In our gut, there is a delicate balance of good and bacteria - otherwise known as the microbiome. These bacteria do lots of different jobs from supporting our immune system to keeping our hormones in check. When this balance is disrupted, this can lead to gut dysbiosis which can cause bloating, gassiness, constipation and diarrhoea. Many things can lead to gut dysbiosis but research has indicated that people with endometriosis are more susceptible to developing it.
A certain type of gut dysbiosis known as SIBO (small intestinal bacterial overgrowth) is also pretty common among people with endo. In a healthy gut, most bacteria are located in the large intenstine, whereas for people with SIBO, there is more in the small intestine.
Poor digestive health
When you combine inflammation with imbalances in the gut, it’s probably not surprising that many people with endometriosis regularly suffer from digestive issues that can trigger bloating - and also why it’s often misdiagnosed as IBS.
Common digestive health issues associated with endometriosis include:
- Irregular bowel movements
- Acid reflux
- Trapped wind
Digestive health issues can also occur if the endometriosis itself is growing on an organ involved in the digestive system, like the bowel. In some extreme cases endo warriors with bowel endo may have to have part of their bowel removed. This may cause them to require a colostomy bag and a stoma, permanently or for an extended period of time before it can be reversed.

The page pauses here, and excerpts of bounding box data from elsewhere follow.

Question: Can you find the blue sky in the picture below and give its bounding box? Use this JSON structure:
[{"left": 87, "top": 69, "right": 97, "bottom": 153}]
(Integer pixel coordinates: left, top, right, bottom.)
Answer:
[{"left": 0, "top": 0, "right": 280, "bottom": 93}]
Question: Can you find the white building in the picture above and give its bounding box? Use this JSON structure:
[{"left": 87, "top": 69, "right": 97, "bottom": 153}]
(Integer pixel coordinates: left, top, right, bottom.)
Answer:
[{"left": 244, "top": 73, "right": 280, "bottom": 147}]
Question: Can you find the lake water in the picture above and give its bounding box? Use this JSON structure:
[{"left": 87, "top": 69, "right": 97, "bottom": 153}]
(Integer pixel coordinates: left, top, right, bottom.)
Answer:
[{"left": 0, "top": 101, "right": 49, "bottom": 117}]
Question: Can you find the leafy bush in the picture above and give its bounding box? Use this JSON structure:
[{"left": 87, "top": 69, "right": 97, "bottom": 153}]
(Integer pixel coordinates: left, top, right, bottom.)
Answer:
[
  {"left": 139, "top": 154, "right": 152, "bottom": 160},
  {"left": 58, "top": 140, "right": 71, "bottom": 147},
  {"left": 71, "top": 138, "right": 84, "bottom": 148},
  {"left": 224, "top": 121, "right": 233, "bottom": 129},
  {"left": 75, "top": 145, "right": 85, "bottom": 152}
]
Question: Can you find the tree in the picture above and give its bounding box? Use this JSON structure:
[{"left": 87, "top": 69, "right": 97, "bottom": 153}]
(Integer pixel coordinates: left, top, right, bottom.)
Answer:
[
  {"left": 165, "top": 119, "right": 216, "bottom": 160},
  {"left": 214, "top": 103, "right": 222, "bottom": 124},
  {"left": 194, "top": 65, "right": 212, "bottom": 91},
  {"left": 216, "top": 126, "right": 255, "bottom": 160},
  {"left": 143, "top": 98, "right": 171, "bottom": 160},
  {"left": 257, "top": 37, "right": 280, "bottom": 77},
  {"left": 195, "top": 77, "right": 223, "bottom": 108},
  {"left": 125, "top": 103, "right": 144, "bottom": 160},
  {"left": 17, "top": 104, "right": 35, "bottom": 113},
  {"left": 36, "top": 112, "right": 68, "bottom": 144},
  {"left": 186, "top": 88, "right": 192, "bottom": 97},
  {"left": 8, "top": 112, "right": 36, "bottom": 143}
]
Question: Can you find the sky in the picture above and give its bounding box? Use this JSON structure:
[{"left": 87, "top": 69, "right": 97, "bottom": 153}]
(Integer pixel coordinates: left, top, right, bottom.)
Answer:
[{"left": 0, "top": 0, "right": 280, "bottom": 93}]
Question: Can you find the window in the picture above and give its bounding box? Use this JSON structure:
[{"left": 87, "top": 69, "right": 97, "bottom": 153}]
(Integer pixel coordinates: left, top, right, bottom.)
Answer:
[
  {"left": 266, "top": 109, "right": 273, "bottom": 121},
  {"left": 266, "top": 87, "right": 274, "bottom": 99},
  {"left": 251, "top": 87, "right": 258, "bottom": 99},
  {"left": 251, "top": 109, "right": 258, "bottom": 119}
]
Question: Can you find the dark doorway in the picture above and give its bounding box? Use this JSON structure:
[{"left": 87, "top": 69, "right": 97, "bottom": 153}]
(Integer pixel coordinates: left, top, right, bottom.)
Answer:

How can I manage my endo belly?
If you are living with endometriosis, there are many ways that you can help to improve your digestion and reduce the risk of endo belly.
Identify trigger foods
Starting a food journal is one of the best pieces of advice we would give to anyone struggling with endo belly. Everyone is unique and whilst there are certain food groups you may want to avoid generally (we’ve listed some below!) the truth is that your digestive upset could be triggered by anything. Keep a note of what you’re eating and when certain endo belly symptoms flair up and this can help you adapt the way you eat.
Look for natural anti inflammatories
We know that endo can cause chronic inflammation, so following an anti-inflammatory diet could help with many of its symptoms. Studies have also shown that an anti-inflammatory diet can also help to keep your gut happy. Try to eat a rainbow of colourful fruits and vegetables and include herbs and spices like turmeric and ginger which are all known for their anti-inflammatory properties. Omega-3-rich oily fish like salmon are also an important part of an anti-inflammatory diet.
Follow a low FODMAP diet
Research indicates that eating a low FODMAP diet—which avoids foods that are hard to digest—could also help with symptoms of endo belly This is because high FODMAP foods like milks, cheese and beans can make you more gassy - which can lead to painful trapped wind and bloating.
Relieve Muscle Tension
When our muscles are inflamed they can become very tight, which is painful in itself. Muscle tension also doesn’t allow for things to flow in the body the way they are supposed to - whether that’s blood flowing around your uterus, or your digestive system working efficiently.
Relieving muscle tension can not only relieve pain and trapped wind, but relaxing your GI tract can also help to reduce the risk of digestive health issues. Light exercise is great for relieving muscle tension, and you can also try to include more magnesium in your diet. Magnesium helps to relax muscles and has also been linked to reduced water retention.